I'm pretty sure you lost the sign on your A.

3. Feb 27, 2015

### QuantumCurt

Are you sure? I just pulled it out in front of the whole fraction when I substituted the numerical values in.

$$-\frac{1}{x}+9\int[\frac{C}{x-3}+\frac{A}{x}+\frac{B}{x^2}]dx$$
$$-\frac{1}{x}+9\int[\frac{\frac{1}{9}}{x-3}-\frac{\frac{1}{9}}{x}-\frac{\frac{1}{3}}{x^2}]dx$$

4. Feb 27, 2015

### Staff: Mentor

@QuantumCurt, I haven't checked your work... When you use decomposition by partial fractions, it's a good idea to check your work by adding the (in this case, 3) fractions to make sure you end up with what you started.

5. Feb 27, 2015

### MostlyHarmless

Sorry, I missed that you switched the order of A and C.

6. Feb 27, 2015

### QuantumCurt

@Mark44 , that's good advice.

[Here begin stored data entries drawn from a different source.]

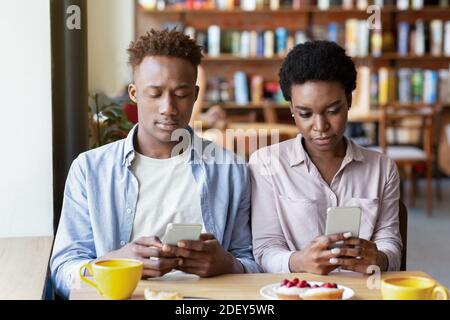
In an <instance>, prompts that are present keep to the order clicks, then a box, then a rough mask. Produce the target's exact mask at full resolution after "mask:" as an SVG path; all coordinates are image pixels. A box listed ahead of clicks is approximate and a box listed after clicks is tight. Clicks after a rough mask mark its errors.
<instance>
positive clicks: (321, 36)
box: [312, 24, 328, 40]
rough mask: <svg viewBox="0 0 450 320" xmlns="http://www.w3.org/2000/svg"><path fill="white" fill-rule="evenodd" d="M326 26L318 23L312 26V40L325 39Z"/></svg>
mask: <svg viewBox="0 0 450 320" xmlns="http://www.w3.org/2000/svg"><path fill="white" fill-rule="evenodd" d="M327 31H328V30H327V26H325V25H322V24H318V25H315V26H313V28H312V36H313V39H314V40H327V38H328V34H327Z"/></svg>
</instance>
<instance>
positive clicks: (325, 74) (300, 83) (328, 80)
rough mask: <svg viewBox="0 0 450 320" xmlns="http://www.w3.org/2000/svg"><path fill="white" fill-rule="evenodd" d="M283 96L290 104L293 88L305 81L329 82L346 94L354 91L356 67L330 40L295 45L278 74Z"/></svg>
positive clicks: (346, 55) (316, 41)
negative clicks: (289, 102)
mask: <svg viewBox="0 0 450 320" xmlns="http://www.w3.org/2000/svg"><path fill="white" fill-rule="evenodd" d="M279 77H280V87H281V91H282V92H283V96H284V98H285V99H286V100H287V101H291V89H292V86H293V85H296V84H304V83H306V82H308V81H332V82H338V83H340V84H341V85H342V87H343V89H344V90H345V93H346V95H347V96H348V95H351V93H352V92H353V90H355V88H356V68H355V64H354V63H353V61H352V59H351V58H350V57H349V56H347V55H346V54H345V50H344V49H343V48H342V47H340V46H339V45H337V44H336V43H335V42H331V41H308V42H305V43H303V44H298V45H296V46H295V47H294V48H293V49H292V50H291V51H290V52H289V54H288V55H287V57H286V59H285V60H284V61H283V64H282V66H281V69H280V73H279Z"/></svg>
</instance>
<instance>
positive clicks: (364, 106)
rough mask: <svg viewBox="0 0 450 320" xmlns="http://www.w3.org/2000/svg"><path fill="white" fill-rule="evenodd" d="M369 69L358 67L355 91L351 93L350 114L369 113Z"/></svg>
mask: <svg viewBox="0 0 450 320" xmlns="http://www.w3.org/2000/svg"><path fill="white" fill-rule="evenodd" d="M370 94H371V92H370V68H369V67H367V66H359V67H358V68H357V76H356V90H355V91H354V92H353V98H352V105H353V107H352V108H350V112H351V113H354V114H356V113H358V114H361V113H363V114H367V113H369V112H370V100H371V96H370Z"/></svg>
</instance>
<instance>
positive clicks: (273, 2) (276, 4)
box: [269, 0, 280, 10]
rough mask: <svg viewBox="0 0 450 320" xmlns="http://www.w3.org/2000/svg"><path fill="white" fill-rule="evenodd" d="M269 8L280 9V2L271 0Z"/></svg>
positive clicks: (269, 3) (270, 8) (277, 0)
mask: <svg viewBox="0 0 450 320" xmlns="http://www.w3.org/2000/svg"><path fill="white" fill-rule="evenodd" d="M269 8H270V10H278V9H280V0H269Z"/></svg>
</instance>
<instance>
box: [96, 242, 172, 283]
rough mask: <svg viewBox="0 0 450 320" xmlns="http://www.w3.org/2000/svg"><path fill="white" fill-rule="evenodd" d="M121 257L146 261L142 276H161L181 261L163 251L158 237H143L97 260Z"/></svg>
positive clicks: (144, 263)
mask: <svg viewBox="0 0 450 320" xmlns="http://www.w3.org/2000/svg"><path fill="white" fill-rule="evenodd" d="M120 258H128V259H136V260H139V261H142V262H143V263H144V270H143V272H142V276H145V277H161V276H163V275H164V274H166V273H168V272H170V271H171V270H172V269H174V268H175V267H177V266H178V264H179V263H180V259H179V258H177V257H175V256H174V255H171V254H169V253H165V252H163V251H162V244H161V241H160V240H159V239H158V238H157V237H141V238H139V239H137V240H135V241H133V242H131V243H129V244H127V245H125V246H124V247H122V248H120V249H119V250H116V251H112V252H110V253H108V254H106V255H104V256H103V257H101V258H99V259H97V261H101V260H108V259H120Z"/></svg>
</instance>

I hadn't added the decomposition back together to check that it came out the same. I just checked it, and it does indeed come out the same.

7. Feb 27, 2015

### Staff: Mentor

OK, then since the numbers check, you can check your integration by taking the derivative of your answer. With a bit of albebraic manipulation, you should be able to get back to the original integrand.

8. Feb 27, 2015

### QuantumCurt

Also good advice. I just took the derivative of my answer, and after combining the fractions I ended up with my original function.

So...am I right in thinking that Wolfram might simply be getting this one wrong?

9. Feb 27, 2015

### Dick

You are both somewhat right. The derivative of log(3-x) is the same as the derivative of log(x-3). The usual thing is to write the integral of 1/(x-3) as log(|x-3|).

10. Feb 27, 2015

### QuantumCurt

Now that you mention that...I recall encountering this issue with Wolfram before when functions have integrated to logarithms. It often seems to put it in the log(c-x) form rather than log(x-c).

11. Feb 27, 2015

### QuantumCurt

Thanks for the help everyone!

I just finished my retro calculus assignment, and that was the only one that I got hung up on. Good to know that I still remember all of this stuff from calculus 2.